Anthropometric measurements, such as height, waist (WC) and hip circumference (HC) accurate to the nearest 0.01 cm, were obtained using standard techniques. Blood pressure (while seated) was recorded as the average of two measures. Blood samples were obtained in the morning after an overnight fast. The BECKMAN-AU5800 automatic biochemical analyzer was used for determination of fasting plasma glucose (FPG), alanine aminotransferase (ALT), aspartate aminotransferase (AST), total cholesterol (TC), triglyceride (TG), high-density lipoprotein cholesterol (HDL-C), low-density lipoprotein cholesterol (LDL-C), lipoprotein(a) [Lp(a)], creatinine (Cr), uric acid (UA), platelet (PLT), and albumin (ALB) levels. Fasting insulin (FINS) and C peptide (FCP) contents were determined via chemiluminescence, and glycated hemoglobin (HbA1c) was detected using high-performance liquid chromatography (Bole, USA). The non-alcoholic fatty liver disease score (NFS) was calculated as follows:
-1.675+0.037×age (years)+0.094×BMI (kg/m2)+1.13×impaired fasting glucose/diabetes (yes=1, no=0)+0.99×AST/ALT ratio−0.013×platelet count (×109/L)−0.66×albumin (g/dL).

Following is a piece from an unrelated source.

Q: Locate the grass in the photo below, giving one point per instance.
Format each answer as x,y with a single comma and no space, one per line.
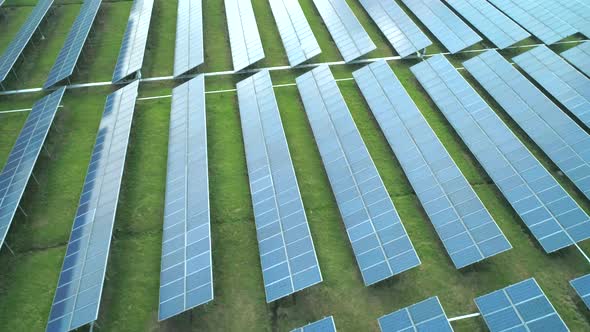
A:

Advanced fibrosis was accurately excluded by applying the NFS low cut-off point (-1.455) while its presence was diagnosed with high accuracy by applying the NFS high cut-off point (0.676) . HOMA-IR was calculated using the formula: FPG (mmol/L) ×FINS (mIU/L)/22.5.

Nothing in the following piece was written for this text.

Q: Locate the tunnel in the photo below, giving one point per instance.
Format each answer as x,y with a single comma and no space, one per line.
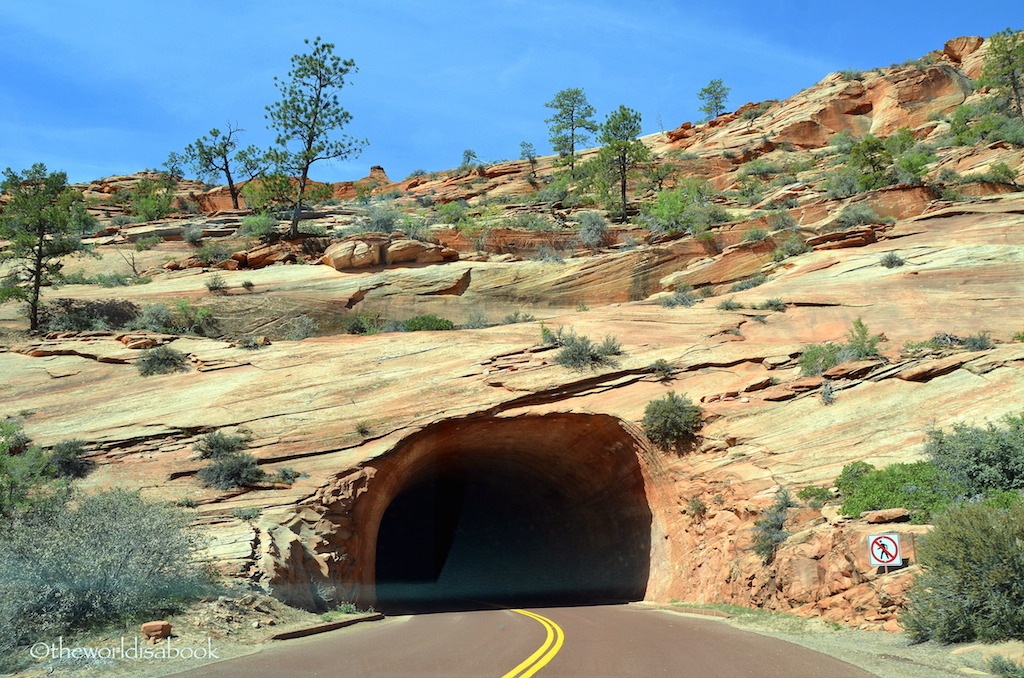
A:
539,509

Diabetes mellitus was defined as either FPG ≥7 mmol/L or 2 h oral glucose tolerance test (OGTT) blood glucose ≥11.1 mmol/L, while impaired fasting glucose was defined as 6.1 mmol/L≤FPG<7 mmol/L.
This study was powered using two previous technology-based weight management studies [16, 17], based on the percentage of individuals with clinically-significant weight loss (defined as weight loss ≥5%) in groups using different weight managements. A sample size of 214 subjects, 107 in each arm, is sufficient to detect a clinically important difference of about 20% between groups using a two-tailed z-test of proportions with 90% power and a 5% level of significance. Considering a dropout rate of 20% the sample size required is 272 (136 per group). Accordingly, competitive enrollment was initiated at each branch center. Enrolled patients were numbered in adjacent sequences using the randomized block design (block size=4). Random assignment codes were generated by statistics professionals using the SAS 9.2 software proc plan program according to a 1:1 allocation ratio .
Analyses were performed using SPSS for Macintosh version 25.0 (SPSS Inc, Chicago, IL, USA) and SAS 9.2 software proc plan program. Demographic and baseline characteristics were evaluated with the aid of descriptive statistics. Data are represented as mean ± SD for continuous variables and as percentages for categorical variables. Data sets involving the baseline, 1-month, 2-month, 3-month, and 6-month index of the participants in each group were assessed using repeated measurement ANOVA. Spearman’s rank correlation was performed to evaluate the relationships between the changes of physical examination and hematology indices at the 6-month point. To compare the characteristics of continuous variables between the two groups, the differences of changes from baseline to 1, 2, 3, and 6 months between two groups were assessed with mixed model controlling for baseline index using SAS 9.2. For categorical variables, the chi-square test was used. Two-sided P values <0.05 were considered statistically significant.